Entonces me dijo ella: "¡En ese caso, ya Abu'l Hassán, nada perdonaré para hacerte lograr el móvil lícito de tus deseos!"

Y tras de hablar así, dió una palmada, y dijo a una pequeña esclava que acudió a aquella señal: "Ve en busca de tu ama Sarta-de-Perlas, y dile: «Tu hermana Pasta-de-Almendras te envía la zalema y te ruega que vayas a verla sin tardanza, pues se siente esta noche con el pecho oprimido, y sólo tu presencia podrá dilatárselo. ¡Y además, entre tú y ella hay un secreto!"
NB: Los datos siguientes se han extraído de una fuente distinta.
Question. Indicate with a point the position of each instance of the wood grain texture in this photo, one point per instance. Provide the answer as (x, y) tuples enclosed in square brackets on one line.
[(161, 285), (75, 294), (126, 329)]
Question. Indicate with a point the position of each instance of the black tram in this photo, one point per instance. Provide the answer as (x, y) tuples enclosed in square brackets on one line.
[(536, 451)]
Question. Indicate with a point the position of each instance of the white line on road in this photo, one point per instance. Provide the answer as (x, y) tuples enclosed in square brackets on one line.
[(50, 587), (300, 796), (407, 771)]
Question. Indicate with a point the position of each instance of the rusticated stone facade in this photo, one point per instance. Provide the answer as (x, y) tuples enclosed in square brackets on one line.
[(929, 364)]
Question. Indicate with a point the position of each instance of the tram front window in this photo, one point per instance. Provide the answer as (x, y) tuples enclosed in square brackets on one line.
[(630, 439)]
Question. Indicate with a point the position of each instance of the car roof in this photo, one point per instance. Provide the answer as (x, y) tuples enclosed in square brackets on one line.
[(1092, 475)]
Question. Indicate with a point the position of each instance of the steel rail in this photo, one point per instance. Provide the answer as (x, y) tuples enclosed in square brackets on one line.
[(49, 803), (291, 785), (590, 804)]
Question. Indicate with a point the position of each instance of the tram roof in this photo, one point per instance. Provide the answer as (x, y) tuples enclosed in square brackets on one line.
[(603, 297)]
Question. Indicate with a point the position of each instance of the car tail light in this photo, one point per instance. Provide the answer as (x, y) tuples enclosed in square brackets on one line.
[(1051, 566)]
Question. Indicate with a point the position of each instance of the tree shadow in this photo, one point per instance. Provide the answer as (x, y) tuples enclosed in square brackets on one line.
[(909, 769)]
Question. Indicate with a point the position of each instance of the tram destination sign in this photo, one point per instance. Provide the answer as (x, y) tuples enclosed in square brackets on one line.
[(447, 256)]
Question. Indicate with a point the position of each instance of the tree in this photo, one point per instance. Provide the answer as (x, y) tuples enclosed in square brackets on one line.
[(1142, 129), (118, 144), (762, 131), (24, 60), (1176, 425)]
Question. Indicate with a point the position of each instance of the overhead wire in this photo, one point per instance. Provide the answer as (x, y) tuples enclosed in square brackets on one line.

Y la esclava salió inmediatamente a ejecutar la orden.

A los pocos momentos ¡oh mi señor! la vi entrar con su belleza, en la plenitud de su gracia. E iba envuelta en un velo grande de seda azul por todo vestido; y tenía los pies descalzos y los cabellos sueltos.

Y he aquí que en un principio no me vió, y dijo a su hermana Pasta-de-Almendras: "Aquí me tienes, querida mía. Salgo del hammam y todavía no he podido vestirme. ¡Pero dime pronto qué secreto hay entre tú y yo!"

Y por toda respuesta mi protectora me mostró con el dedo a Sarta-de-Perlas, haciéndome seña de que me aproximara. Y salí de la sombra en que permanecía.

Al verme, mi bienamada no manifestó vergüenza ni azoramiento, sino que fué a mí, blanca y temblorosa, y se arrojó en mis brazos como un niño en los brazos de su madre. Y creí tener contra mi corazón a todas las huríes del Paraíso. Y no sabía ¡oh mi señor! si era ella un rollo de manteca o una pasta de almendras, de tan tierna y frágil como la sentía por doquiera. ¡Bendito sea Quien la ha formado! Mis brazos no osaban oprimir aquel cuerpo infantil. Y al besarla entró en mí una nueva vida de cien años.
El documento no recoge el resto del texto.